Кощей Бессмертный – сказочный персонаж с неясной этимологией имени, смутным внешним обликом, противоречивыми вариантами толкования образа . Вот очень древний персонаж, причём настолько древний, что его особенности стали забываться, так что повествователи уже не могли вносить вариации в его сценарии поведения: забыли. И только советские сказочники оживили этот образ. Но и выбросить его из повествования не могли — очень уж притягательный образ этакий Дважды умерший.  Сцена повторной гибели Кощея заслуживает внимания: собственно это именно весь смысл его образа в сюжете. И хоть как то позволит понять его происхождение и функции  героя. В сказках принято выделять три сюжета смерти Кощея – от яйца, от коня ( да-да, Вещий Олег нам машет ручкой со своего кургана) и   в былине об Иване Годиновиче он гибнет от собственной выпущенной стрелы.

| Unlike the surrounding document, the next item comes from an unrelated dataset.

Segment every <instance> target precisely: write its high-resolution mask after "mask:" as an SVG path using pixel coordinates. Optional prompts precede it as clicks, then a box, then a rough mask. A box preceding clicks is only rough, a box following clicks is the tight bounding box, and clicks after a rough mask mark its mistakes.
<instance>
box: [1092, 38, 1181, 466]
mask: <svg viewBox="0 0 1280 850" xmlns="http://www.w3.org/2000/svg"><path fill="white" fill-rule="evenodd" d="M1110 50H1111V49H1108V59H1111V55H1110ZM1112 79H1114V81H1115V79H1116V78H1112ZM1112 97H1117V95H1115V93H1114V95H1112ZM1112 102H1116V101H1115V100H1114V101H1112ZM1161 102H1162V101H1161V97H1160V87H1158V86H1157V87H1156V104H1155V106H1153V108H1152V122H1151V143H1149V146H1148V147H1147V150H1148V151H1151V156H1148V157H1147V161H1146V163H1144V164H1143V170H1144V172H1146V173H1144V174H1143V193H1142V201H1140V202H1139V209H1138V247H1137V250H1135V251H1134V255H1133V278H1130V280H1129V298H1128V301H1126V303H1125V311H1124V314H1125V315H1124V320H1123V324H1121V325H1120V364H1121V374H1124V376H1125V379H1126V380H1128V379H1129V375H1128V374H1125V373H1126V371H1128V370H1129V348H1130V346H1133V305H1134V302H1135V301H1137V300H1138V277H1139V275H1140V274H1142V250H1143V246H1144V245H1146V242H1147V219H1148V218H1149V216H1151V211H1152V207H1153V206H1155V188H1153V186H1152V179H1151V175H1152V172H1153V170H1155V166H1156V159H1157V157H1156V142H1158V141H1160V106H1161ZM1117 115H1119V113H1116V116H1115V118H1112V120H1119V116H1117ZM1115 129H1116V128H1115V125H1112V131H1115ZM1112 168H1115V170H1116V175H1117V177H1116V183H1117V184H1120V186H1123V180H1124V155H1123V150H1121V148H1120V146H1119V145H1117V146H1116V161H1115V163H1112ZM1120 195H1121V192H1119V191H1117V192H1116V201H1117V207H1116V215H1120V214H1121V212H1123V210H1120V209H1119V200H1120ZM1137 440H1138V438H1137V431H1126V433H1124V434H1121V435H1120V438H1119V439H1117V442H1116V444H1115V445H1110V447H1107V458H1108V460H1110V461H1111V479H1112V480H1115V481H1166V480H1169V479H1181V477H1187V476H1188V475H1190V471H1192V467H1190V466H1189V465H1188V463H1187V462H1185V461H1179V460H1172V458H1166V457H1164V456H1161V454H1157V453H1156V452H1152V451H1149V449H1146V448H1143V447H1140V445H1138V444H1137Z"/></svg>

1. Сюжет первый можно назвать самым распространённым. В нём  Кощея обычно называют «злым чародеем, смерть которого спрятана в нескольких вложенных друг в друга волшебных животных или предметах. Вот типичный пример описания смерти Кощея в сказке: «Моя смерть далече: на море на океане есть остров, на том острове дуб стоит, под дубом сундук зарыт, в сундуке – заяц, в зайце – утка, в утке – яйцо, а в яйце – смерть моя» . Следует отметить, что в некоторых вариантах сказок упоминается ещё и игла, а в других сохраняется только яйцо. По мнению А.К. Байбурина, такой принцип «матрёшки» характерен для изображения смерти, а его наглядной иллюстрацией является гроб в доме (дом в доме) . То есть в подобной структуре явно присутствует символика смерти (ср. древнеегипетский погребальный обряд, для которого характерно помещение мумии в несколько вложенных друг в друга саркофагов). Правда это мнение немного не согласуется с реалями похоронного обряда языческой поры, но всё же можно предположить, что Кощей действительно был похоронен по ОСОБОМУ, не применимому для простых смертных вариантов погребального обряда, где его тело и сосредоточие духа защищено каким то особым образом.

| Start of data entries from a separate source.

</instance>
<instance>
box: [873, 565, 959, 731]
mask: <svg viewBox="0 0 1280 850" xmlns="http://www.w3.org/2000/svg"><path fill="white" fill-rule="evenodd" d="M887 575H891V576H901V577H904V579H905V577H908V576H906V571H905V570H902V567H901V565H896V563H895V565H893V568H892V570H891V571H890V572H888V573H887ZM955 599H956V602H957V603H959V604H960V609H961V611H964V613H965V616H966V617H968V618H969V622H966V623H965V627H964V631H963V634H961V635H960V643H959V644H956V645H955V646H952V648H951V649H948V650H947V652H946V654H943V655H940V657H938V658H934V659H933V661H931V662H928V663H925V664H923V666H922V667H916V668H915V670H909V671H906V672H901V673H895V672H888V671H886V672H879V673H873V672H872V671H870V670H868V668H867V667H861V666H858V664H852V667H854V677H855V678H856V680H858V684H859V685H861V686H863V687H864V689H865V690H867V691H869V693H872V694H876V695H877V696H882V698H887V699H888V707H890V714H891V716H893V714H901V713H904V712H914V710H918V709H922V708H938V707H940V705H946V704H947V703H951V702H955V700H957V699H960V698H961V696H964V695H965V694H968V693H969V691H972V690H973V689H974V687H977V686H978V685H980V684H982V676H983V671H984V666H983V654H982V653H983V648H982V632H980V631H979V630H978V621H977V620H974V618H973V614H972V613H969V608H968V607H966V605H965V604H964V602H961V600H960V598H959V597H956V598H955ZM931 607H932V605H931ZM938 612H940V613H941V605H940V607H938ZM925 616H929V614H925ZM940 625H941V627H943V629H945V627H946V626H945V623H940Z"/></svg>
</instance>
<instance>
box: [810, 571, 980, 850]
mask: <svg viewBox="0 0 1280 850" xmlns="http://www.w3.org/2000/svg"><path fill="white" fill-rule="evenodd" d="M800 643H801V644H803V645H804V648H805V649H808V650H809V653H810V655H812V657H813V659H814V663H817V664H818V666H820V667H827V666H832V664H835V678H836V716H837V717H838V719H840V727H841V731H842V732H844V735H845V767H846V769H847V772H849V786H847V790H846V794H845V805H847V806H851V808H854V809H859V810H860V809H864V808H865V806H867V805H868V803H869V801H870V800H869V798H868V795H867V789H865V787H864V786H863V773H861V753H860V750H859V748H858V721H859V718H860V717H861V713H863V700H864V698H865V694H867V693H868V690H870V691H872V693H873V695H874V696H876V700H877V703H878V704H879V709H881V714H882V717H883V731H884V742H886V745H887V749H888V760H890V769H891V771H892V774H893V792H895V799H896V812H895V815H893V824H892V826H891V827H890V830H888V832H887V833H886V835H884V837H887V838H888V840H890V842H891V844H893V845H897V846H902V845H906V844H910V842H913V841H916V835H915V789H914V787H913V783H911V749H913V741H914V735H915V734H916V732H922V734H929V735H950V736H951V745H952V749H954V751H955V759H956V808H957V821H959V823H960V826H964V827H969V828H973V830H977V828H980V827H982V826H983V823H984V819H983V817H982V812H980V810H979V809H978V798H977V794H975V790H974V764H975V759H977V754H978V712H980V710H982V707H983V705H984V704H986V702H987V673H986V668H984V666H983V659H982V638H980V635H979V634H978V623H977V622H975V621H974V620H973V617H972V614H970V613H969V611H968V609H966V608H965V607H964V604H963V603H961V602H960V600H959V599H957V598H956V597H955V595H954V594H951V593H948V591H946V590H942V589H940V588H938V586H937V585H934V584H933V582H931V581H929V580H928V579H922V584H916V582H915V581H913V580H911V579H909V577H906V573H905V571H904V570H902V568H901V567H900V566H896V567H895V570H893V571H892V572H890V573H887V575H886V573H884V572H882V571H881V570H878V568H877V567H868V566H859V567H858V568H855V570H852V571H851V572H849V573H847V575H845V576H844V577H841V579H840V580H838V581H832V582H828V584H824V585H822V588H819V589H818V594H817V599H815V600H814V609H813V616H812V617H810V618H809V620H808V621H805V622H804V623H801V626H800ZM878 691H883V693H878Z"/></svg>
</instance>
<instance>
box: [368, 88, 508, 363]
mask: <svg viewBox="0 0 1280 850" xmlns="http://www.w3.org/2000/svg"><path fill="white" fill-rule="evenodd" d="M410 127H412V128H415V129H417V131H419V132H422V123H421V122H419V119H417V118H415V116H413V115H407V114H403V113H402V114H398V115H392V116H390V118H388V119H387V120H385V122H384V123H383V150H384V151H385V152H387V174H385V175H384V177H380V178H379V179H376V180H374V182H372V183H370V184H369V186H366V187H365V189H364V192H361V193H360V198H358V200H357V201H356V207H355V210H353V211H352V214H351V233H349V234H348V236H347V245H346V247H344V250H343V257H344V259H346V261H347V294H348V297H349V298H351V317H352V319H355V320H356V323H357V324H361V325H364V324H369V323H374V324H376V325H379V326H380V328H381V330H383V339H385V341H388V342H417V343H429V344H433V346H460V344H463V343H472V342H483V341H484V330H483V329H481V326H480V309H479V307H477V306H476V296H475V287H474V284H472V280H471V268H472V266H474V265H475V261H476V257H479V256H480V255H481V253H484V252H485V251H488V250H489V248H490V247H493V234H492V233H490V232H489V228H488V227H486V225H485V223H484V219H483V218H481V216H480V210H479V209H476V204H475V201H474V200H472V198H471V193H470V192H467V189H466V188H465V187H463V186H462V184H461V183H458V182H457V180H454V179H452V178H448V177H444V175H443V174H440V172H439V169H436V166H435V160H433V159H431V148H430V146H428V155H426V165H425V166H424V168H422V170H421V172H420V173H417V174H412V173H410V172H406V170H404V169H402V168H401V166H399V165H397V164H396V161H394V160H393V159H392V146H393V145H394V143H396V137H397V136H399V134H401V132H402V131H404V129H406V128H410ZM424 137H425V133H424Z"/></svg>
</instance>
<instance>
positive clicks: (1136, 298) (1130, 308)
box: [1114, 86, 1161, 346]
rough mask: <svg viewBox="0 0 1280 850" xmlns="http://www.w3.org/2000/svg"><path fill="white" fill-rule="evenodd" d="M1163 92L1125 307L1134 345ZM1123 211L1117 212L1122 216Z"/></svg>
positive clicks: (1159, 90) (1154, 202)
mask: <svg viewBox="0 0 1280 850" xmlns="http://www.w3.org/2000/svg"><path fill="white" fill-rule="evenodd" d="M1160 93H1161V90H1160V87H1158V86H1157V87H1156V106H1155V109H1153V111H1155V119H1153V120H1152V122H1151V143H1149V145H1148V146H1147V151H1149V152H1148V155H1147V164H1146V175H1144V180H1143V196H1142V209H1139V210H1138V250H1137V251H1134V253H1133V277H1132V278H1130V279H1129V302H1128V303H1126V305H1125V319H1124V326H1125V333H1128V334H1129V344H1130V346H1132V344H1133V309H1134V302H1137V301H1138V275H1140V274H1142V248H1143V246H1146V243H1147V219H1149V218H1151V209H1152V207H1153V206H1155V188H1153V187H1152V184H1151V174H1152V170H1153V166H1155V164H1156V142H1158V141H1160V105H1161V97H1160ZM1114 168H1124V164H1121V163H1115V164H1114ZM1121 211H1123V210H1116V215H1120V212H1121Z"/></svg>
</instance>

 Б.А. Рыбаков считал, что местонахождение смерти Кощея соотнесено с моделью вселенной – яйцом – и подчёркивал, что охранителями его являются представители всех разделов мира: вода (море-океан), земля (остров), растения (дуб), животные (заяц), птицы (утка) . Тогда в дубе при желании можно увидеть и неизбежное «мировое древо». Сложно поверить, что сей персонаж является сосредоточием мира. Но вот вариант, когда для него был построен особый мир выглядит куда более вероятным: вспоминается могила Хуан Ди, для которого в кургане был создан его ЛИЧНЫЙ Китай. Да и гробницы тех же египтян строятся по той же схеме. То есть насколько я понимаю, все исследователи сходятся в том, что это персонаж — мёртв. Причём его похоронный обряд связан с трупоположением, да ещё и весьма  и весьма изысканным способом: это не скифского вождя: взяли, положили в сруб, положили дары, закидали землёй и навалили курган.  Тут что то очень необычное. А значит наши поиски должны опираться на какие то очень значимые похоронные обряды.

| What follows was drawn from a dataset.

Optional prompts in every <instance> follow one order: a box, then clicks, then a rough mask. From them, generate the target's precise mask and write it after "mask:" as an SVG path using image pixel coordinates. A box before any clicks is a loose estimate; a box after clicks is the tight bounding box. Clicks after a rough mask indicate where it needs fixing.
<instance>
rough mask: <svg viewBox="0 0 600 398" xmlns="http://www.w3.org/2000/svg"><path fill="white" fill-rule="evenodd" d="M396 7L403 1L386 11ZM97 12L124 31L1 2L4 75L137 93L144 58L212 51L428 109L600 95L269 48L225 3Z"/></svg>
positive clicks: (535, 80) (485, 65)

Есть очень забавная версия Л.М. Алексеевой, увидевшей в сюжете смерти Кощея от яйца «следы одновременного бытования двух образов носителей вечной жизни – позвоночной кости и глаза». По её мнению, глаза похожи на эмбрион, что позволяет выстроить линию душа-глаз-зародыш-яйцо. А поскольку раньше шили костяными иглами, то упоминающаяся в сказках игла символизирует крестец, кость . Варианты этимологии слова Кощей (от «кость» и «касть» – «мерзость», «поганое», «сор», «дрянь» ) Алексеева соотносит с останками умершего: кость – это «сравнительно крепкая часть останков», касть – всё остальное, гниющее . Трудно согласиться с подобной версией, так как это не единственные предположения о происхождении имени персонажа.

Игла, булавка в народной культуре является предметом-оберегом и одновременно орудием порчи. По восточнославянским представлениям, ведьма, змора или огненный змей («дублёром» которого в сказках выступает иногда Кощей) могут оборачиваться иголкой. Следовало ломать и выбрасывать иглу, которой пользовались в ритуальных действиях . В связи с этим нельзя не вспомнить, что сказки иногда говорят о колдовских способностях Кощея. А заодно не вспомнить такой же древний предмет связанный с нитью, как веретено, которым укололась Спящая Красавица. Кроме того, в карельских, в коми и др. сказках упоминаются «сонные иголки», которые нетрудно соотнести со сказкой о спящей красавице, которая уснула, уколовшись веретеном (как и игла, это тоже орудие женского рукоделия). Представления о близости сна и смерти сходны у многих народов.  Собственно я не совсем согласен. что веретено или игла — обереги.  Скорее это оружие битвы в мире духов: ведь они оберег для тех, кто их держит, а для их противников — очень даже сильная порча их бренных и нетленных сущностей. Собственно гибель Кощея от подобного предмета как раз говорит о том, что он именно из мира духов и подчиняется их законам. Но для него нужна особая игла. Его личная. И тут вспоминается очень похожая по сюжету легнда о Големе, когда поднявшееся создание гибло, после того, как вынули свиток с заклинанием. Вполне возможно игла играла примерно ту же роль, что и свиток у голема.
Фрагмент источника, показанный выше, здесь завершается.